TUPELO • The new coronavirus may cause a secondary health epidemic in Mississippi because of a lack of blood donations.
“Not having enough blood to meet basic needs will cause another public health crisis,” said Jared Luent, marketing and communication specialist for Vitalant, a blood donation center in Tupelo. “We are down 20 to 30 percent in donations locally. Industrywide, we’ve seen 4,000 blood drives cancelled, which means 130,000 fewer blood donations due to the coronovirus.”
The virus spreads primarily through contact with an infected person when they cough or sneeze, or through droplets of saliva or discharge from the nose. Due to the nature of the virus, it is highly unlikely that it can be transmitted through blood transfusions, said Dr. Ralph Vassallo, chief medical and scientific officer for Vitalant.
To adequately supply patients in Mississippi, Vitalant needs to see 250 donors a day.
“Before COVID-19, we weren’t seeing 250 a day and the virus has negatively impacted us further,” Luent said. “People are staying home, people are scared.”
The blood donation center, located at 4326 S. Eason Blvd. in Tupelo, is asking individuals who have recently traveled to the European Union or any other country that has been placed on the travel ban to refrain from donating right now. Those who have lived with or been in close contact with someone who has been diagnosed with the virus or is suspected of having it are also being asked to self-defer.
Everyone else who is able to is encouraged to donate.
“There is no substitute for blood,” Luent said. “We need people to donate regularly. Donating blood does not weaken or impact your immune system.”
The blood center is typically closed on Thursdays, but for the next three weeks, it will open Thursdays from 7 a.m. to 4 p.m. It’s also open Monday from 8 a.m. to 5 p.m., Tuesday and Wednesday from 11 a.m. to 7 p.m. and Friday and Saturday from 7 a.m. to 2 p.m.
“If you are an O positive or O negative donor, we need you,” Luent said. “If you are A positive, we need you to donate platelets.

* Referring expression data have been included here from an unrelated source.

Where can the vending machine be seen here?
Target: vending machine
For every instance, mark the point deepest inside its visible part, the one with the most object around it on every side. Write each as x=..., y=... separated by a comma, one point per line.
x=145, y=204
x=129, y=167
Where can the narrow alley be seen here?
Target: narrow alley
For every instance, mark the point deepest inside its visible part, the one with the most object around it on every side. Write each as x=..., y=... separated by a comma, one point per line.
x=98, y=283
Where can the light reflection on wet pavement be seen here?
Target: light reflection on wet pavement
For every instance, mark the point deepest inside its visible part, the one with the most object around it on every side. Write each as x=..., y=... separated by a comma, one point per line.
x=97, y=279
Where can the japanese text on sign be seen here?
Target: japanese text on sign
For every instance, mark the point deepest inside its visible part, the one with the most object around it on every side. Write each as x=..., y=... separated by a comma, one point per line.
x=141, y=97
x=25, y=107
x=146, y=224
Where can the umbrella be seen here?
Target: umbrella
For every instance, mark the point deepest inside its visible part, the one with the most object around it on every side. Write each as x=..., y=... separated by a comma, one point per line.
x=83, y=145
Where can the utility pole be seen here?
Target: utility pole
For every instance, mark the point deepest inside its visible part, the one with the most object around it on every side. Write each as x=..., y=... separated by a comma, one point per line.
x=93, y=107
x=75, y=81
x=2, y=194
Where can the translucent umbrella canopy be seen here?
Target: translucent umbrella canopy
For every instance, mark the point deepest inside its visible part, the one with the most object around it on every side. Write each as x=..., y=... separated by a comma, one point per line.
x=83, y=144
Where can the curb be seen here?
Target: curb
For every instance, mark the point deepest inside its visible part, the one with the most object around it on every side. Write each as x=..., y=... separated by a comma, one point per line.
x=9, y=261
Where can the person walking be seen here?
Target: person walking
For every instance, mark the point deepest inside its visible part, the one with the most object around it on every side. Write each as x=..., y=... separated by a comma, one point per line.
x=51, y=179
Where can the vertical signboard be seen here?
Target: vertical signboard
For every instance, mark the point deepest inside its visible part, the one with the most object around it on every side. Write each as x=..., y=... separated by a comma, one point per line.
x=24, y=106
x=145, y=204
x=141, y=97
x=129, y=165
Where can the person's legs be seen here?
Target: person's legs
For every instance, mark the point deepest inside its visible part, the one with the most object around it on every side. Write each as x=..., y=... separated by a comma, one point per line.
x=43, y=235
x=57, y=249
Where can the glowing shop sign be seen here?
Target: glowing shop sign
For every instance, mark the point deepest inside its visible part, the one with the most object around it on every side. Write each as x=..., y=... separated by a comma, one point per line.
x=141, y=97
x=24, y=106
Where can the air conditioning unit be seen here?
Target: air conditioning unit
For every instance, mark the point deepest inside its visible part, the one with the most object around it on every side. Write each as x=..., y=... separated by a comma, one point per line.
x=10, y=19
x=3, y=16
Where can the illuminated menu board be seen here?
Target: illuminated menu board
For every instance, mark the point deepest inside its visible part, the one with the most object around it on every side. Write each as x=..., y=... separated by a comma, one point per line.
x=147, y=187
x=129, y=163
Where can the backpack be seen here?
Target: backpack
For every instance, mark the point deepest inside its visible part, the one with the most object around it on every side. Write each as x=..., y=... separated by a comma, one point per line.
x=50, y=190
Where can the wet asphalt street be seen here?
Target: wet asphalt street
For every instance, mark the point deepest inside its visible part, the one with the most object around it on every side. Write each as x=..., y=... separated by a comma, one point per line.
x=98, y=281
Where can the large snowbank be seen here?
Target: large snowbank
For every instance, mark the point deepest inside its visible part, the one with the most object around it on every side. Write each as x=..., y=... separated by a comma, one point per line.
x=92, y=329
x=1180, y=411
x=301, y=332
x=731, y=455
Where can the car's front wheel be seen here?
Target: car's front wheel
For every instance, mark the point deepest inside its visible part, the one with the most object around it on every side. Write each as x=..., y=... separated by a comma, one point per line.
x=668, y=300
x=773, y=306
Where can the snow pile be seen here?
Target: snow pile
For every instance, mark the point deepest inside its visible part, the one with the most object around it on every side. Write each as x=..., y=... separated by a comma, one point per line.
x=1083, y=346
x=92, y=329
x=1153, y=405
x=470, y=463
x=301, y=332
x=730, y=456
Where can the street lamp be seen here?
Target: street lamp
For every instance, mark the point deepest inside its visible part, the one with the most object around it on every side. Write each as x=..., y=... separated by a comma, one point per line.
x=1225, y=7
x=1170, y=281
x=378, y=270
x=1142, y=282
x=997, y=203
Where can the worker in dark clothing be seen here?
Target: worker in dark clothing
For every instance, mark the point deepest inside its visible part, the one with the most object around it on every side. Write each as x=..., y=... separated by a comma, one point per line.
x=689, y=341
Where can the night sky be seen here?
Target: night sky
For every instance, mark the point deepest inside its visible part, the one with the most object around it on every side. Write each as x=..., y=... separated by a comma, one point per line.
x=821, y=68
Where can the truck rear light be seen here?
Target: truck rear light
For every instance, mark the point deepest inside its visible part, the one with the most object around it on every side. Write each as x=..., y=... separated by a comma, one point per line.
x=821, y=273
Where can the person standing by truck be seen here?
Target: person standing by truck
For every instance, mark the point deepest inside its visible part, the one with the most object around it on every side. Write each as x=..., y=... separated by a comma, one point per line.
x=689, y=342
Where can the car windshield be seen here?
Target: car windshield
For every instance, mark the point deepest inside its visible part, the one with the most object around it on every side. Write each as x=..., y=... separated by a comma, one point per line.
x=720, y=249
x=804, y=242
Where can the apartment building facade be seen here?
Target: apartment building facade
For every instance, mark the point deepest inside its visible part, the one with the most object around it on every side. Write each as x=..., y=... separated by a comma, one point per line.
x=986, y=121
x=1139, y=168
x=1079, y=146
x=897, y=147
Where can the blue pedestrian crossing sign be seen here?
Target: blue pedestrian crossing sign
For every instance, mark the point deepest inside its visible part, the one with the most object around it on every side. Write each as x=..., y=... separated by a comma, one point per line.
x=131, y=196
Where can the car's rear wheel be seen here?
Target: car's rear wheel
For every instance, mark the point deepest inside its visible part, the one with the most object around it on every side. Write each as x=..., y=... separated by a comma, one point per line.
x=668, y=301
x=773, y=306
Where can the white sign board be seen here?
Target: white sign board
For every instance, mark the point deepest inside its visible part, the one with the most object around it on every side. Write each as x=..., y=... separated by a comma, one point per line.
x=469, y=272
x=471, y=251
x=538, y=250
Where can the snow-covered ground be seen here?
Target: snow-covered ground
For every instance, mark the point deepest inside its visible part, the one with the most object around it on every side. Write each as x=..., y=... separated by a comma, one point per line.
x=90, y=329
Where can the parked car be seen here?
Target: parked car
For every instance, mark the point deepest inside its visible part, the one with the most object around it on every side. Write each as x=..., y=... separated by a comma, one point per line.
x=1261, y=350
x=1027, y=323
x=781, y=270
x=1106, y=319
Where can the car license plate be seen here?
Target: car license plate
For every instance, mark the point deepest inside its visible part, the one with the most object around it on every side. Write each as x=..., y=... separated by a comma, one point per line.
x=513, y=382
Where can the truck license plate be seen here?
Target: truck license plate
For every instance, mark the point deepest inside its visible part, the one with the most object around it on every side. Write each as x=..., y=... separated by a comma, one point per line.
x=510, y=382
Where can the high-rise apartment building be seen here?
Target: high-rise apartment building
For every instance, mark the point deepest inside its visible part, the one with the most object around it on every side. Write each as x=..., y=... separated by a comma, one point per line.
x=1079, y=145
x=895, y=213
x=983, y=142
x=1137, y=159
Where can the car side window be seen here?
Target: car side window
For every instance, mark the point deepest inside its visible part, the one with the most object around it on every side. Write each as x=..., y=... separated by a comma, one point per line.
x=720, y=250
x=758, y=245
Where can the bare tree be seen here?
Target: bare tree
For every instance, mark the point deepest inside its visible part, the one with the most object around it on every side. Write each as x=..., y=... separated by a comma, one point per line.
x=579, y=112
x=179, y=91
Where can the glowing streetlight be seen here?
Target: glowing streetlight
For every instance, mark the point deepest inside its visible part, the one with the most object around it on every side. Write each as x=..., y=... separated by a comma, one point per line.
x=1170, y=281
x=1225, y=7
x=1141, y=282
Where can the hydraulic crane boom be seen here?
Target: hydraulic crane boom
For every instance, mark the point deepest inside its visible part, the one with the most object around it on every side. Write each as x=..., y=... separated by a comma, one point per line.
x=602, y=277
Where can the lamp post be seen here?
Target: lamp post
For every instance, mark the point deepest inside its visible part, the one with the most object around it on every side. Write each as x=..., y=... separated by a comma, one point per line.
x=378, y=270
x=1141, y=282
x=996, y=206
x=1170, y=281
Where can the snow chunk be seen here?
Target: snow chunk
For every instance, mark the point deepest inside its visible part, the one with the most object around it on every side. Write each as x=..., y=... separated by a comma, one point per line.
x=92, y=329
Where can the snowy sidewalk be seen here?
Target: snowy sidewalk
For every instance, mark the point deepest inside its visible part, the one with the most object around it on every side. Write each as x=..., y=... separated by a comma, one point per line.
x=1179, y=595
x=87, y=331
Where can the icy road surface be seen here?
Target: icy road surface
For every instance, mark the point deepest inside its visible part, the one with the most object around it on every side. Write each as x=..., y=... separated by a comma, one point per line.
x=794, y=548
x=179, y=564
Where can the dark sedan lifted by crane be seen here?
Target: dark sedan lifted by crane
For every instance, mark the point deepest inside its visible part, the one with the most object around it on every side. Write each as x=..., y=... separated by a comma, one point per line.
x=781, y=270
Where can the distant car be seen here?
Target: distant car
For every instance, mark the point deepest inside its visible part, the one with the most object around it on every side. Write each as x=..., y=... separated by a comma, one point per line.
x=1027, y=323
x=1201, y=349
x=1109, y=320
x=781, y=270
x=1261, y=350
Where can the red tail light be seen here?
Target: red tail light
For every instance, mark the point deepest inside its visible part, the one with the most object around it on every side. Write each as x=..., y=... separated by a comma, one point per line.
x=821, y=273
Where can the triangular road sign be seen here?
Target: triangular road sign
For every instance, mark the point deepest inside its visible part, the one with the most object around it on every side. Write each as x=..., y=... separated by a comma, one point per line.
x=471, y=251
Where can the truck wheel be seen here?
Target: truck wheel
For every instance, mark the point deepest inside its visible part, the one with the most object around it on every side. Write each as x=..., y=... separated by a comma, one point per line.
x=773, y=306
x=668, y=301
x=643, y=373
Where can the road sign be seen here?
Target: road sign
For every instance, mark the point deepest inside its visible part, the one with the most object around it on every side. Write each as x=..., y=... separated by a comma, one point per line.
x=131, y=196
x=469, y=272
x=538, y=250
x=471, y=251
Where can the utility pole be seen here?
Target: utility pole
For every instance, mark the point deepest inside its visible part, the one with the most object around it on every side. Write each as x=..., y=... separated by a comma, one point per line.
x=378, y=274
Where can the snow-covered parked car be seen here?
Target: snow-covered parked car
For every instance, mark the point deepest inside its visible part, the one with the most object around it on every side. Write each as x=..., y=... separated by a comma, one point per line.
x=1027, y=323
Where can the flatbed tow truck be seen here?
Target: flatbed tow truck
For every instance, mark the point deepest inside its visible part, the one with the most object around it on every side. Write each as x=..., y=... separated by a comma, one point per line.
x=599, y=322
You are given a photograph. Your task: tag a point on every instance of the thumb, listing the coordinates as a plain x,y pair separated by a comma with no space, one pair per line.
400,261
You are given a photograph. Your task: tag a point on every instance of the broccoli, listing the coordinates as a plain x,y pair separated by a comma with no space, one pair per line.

Those are vital to the care of cancer patients.”
In a press release, Tupelo Mayor Jason Shelton encouraged residents to donate blood.
“Many have asked how they can help during this time, and giving blood would certainly be a way to help and possibly save a life,” Shelton said.
Luent said some people may be hesitant to come to the center to donate because they’re being told to avoid public events and social gatherings.
“But blood donations aren’t gatherings,” he said. “They’re essential health care activities. We have less than a two-day blood supply of many blood types right now. Our need is not critical at this moment, but we are probably heading in that direction.”